Government, according to the IMF, is determined to implement these tough measures irrespective of it being an election year. The political implications could be grave given that the New Patriotic Party won the 2000 elections by a slim majority. In fact, they failed to secure an outright majority in the first round and only made it after opposition minority parties backed them in the run off.

The fallouts from implementing these decisions are going to be hardest on the masses of Ghanaians, about half of the population, who live below the poverty line and are struggling to earn a living.

For them food, a decent shelter, education and good health remain a luxury.

No Price Increase In Petroleum Products, Utilities, Says Ministry

THE government has given the assurance that there will be no increases in the prices of petroleum products and utility services this year.It said due to the reasonable level of the Akosombo lake, efficient programme of the Volta River Authority (VRA) and the Electricity Company of Ghana (ECG), coupled with the arrangements to ensure stable petroleum prices, there would be no need to increase the prices.
These were contained in a press statement issued by the Ministry of Energy in Accra yesterday.

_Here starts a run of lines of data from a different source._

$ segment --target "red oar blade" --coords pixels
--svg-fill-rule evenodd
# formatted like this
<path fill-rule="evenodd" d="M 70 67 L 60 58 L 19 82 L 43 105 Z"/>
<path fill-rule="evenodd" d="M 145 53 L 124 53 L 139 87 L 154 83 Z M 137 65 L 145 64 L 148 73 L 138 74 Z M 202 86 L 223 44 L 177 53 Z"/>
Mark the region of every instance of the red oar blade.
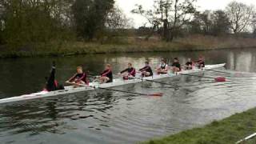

It was in reaction to a publication in an Accra weekly to the effect that there would be increases in the prices of petroleum products and utilities.The statement said the publication, which had generated a lot of debate in the electronic media, quoted its source from a release issued by the External Relations Department of the International Monetary Fund (IMF).
It said Ghana, like other countries, faced the risk of fluctuations in the price of crude oil on the international market.“The ministry wishes to remind all that the Public Utility and Regulatory Commission (PURC) has a responsibility to determine price adjustments for the utility companies”, adding, however, that, “the ministry wants to assure the public that the government is doing everything possible to keep prices of utilities in check.”